2017’den 18’e geçerken içerde ve dışarda, mali piyasalarda çalkantının arttığını bildiren TOBB Başkanı Rifat Hisarcıklıoğlu, “Ülkemizde hem faiz oranları, hem de döviz kurlarındaki yükselme, reel sektörü zorluyor” dedi.
TOBB Sanayi Odaları Konseyi Toplantısı, Bilim, Sanayi ve Teknoloji Bakanı Faruk Özlü’nün katılımıyla gerçekleştirildi.
“Sanayicinin yükü hafifletildi”
Açılışta konuşan TOBB Başkanı M. Rifat Hisarcıklıoğlu, toplantıda, sanayinin ve sanayicilerin durumunu istişare edecek, sıkıntı ve önerileri dinleyeceklerini söyledi. Son dönemde Bakan Özlü liderliğinde, ekonomiyi ve sanayiyi rahatlatan önemli reformların hayata geçirildiğini belirten Hisarcıklıoğlu, Üretim Reform Paketi’ndeki sadece TRT payı, emlak vergisi ve damga vergisi indirimleriyle, sanayicinin üzerinden, 2017’de 1 milyar liraya yakın mali yükün kaldırıldığını söyledi. Hisarcıklıoğlu, atılan adımların sonuçlarını da şöyle sıraladı:
“Sanayi geçen yıla göre 3 kat büyüdü”
“Bu sene ilk 9 ay itibariyle sanayimiz yüzde 5,6 oranında büyüdü. Geçen sene aynı dönemde bu oran sadece 1,8 idi. Yani sanayimiz, geçen seneki büyümeyi neredeyse 3’e katladı.

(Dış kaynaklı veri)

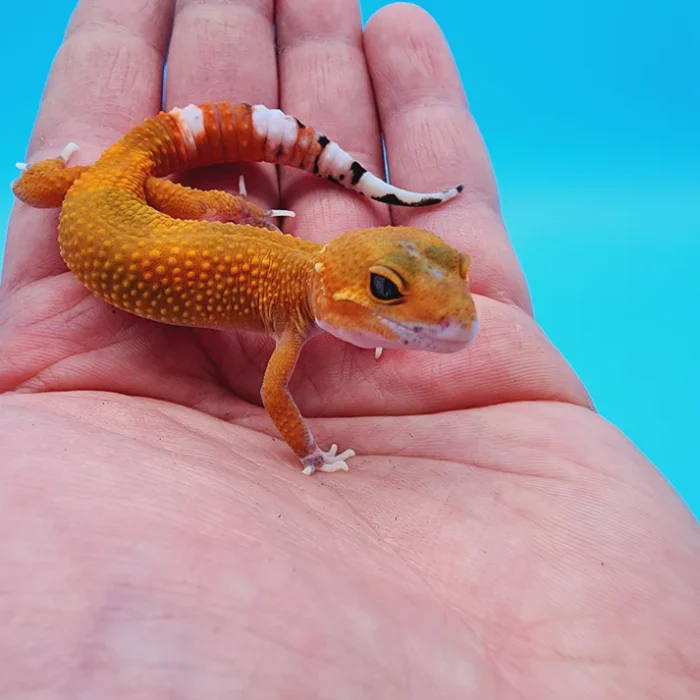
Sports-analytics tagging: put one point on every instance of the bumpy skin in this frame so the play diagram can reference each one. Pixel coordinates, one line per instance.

Temel sektörlerimiz bazında da durum aynı. Mesela ilk 10 ayda; beyaz eşya sektöründe yüzde 8,2, otomotiv sektöründe yüzde 27 oranında üretimi artırdık.
Üretim artışıyla canlanan ekonomi, hükümetimizin istihdamı teşvik eden adımlarıyla, istihdama da olumlu yansıdı. Ağustos sonu itibariyle, geçen sene aynı dönemiyle karşılaştırdığımızda, 1,5 milyon kişiye ilave istihdam sağladık. Toplam istihdam edilen kişi sayısı, 28,8 milyonu buldu ve tüm zamanların en yüksek istihdam rakamına ulaşmış olduk.
İstihdamdaki başarımız, esasında dünya çapında bir olay. 2012-2016 dönemini kapsayan 5 yılda, Türkiye’de 2,4 milyon kişiye yeni iş sağladık. Avrupa’da en fazla istihdam artıran ülkeyiz. Almanya ve Fransa’nın toplamından fazla istihdam üretiyoruz.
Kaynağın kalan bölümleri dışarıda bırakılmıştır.